Children at a summer camp funded in part by grants from JCamps 180 (Courtesy of JCamps)

The “Forward Together” matching grant will help nonprofit Jewish summer camps afford physical improvements they may not be able to undergo otherwise. It functions as a 1:3 matching grant where for every $3 the camp raises, the Harold Grinspoon Foundation will provide an additional dollar.

Camps included in the effort will start out with a base allocation of funds. If they manage to quadruple that amount within the grant period, they will receive an additional bonus of $10,000.

Harold Grinspoon, the foundation’s founder, never actually went to a Jewish summer camp as a child, but views this time with peers as being extremely important to the development of Jewish youth.

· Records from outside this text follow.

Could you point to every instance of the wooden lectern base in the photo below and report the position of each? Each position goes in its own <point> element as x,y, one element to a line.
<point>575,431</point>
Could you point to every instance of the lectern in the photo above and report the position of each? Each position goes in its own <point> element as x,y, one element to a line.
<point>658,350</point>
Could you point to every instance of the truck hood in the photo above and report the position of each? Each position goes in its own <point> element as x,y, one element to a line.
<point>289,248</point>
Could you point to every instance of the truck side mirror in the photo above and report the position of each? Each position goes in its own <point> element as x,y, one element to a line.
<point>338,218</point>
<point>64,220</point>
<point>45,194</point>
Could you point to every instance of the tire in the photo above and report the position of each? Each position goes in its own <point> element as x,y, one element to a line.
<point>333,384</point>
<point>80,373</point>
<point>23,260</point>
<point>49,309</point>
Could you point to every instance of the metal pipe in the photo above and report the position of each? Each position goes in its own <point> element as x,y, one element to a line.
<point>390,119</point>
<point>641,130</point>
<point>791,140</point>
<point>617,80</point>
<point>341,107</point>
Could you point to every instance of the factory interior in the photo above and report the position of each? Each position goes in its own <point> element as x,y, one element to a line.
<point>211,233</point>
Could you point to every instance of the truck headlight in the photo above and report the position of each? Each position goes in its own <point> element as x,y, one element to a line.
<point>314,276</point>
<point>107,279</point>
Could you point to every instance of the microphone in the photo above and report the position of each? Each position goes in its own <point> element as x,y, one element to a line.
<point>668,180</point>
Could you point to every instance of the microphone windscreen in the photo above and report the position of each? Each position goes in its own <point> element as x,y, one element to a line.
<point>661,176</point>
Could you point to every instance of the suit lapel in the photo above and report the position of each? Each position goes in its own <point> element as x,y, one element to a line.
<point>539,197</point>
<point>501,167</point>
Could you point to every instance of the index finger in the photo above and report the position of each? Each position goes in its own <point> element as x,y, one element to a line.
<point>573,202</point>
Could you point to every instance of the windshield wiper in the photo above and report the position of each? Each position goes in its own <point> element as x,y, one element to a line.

“I know they are crucial ways for young people to plant the roots of lifelong Jewish connections,” he said. “I was overjoyed to have visited multiple camps in person this past summer after two summers away due to the COVID-19 pandemic. I saw camps brimming with life, although continuing to struggle with significant mental health, staffing and infrastructure challenges after the pandemic. The Forward Together grant renews my commitment to helping position Jewish nonprofit overnight camps for long-term sustainability for generations.”

In the past 28 years, JCamp 180 has been the primary outlet through which Grinspoon has invested his wealth. Before the Forward Together grant was announced, he had contributed a total of $55 million to various summer camps.

Currently, JCamp 180 has partnered with 100-plus nonprofit Jewish overnight camps and 40 Jewish day camps to provide them with monetary aid, training and other resources.

“They make their own determinations as to which camps may qualify for different grants,” said Havi Goldscher, CEO of Capital Camps, one of the recipients of the Forward Together grant. “It takes a huge onus off the individual camps so they do not have to make specific requests to the foundation.”

Goldscher works out of the camp’s office in Maryland. Despite Capital Camps’ Pennsylvania location, they primarily serve campers from Maryland, Virginia and Washington, D.C.

Capital Camps plans to use the money they receive from the grant not only to improve the camp itself but to leverage community support.

“The intention and motivation of the grant is just as important as the utility of the funds for our philanthropic community and campaigns, and for our alumni to understand that there’s a national recognition that needs support on this level to be able to plan for the future,” said Goldscher. “That’s a really important story for us to share with our communities and with our philanthropic partners.”

‘Really important that people understand the impact’

Habonim Dror Camp Moshava, which has offices in North Bethesda and is located in Street, Md., is also a recipient of the Forward Together grant. JCamp 180 also offers similar matching grants to Jewish day camps across the country, though Forward Together is exclusive to overnight camps.

“I think [the Harold Grinspoon Foundation] deeply understands that it’s a tremendous philanthropic endeavor to support camps,” said Goldscher, “and to do it through meaningful substantial resources in order to sustain the work we’re doing now and into the future. I think it’s really important that people understand the impact of JCamp 180.”

Sarah Eisinger, who serves as the director of JCamp 180, said that “this support will give the camps the resources and tools to maintain and steward their current donors and attract new ones.”

The grant, she continued, is very timely for camps who want to improve upon the past successes they have had with fundraising, and “we hope this match gives the camps the confidence to continue sharing the power of Jewish camps so they can be sustainable into the future.”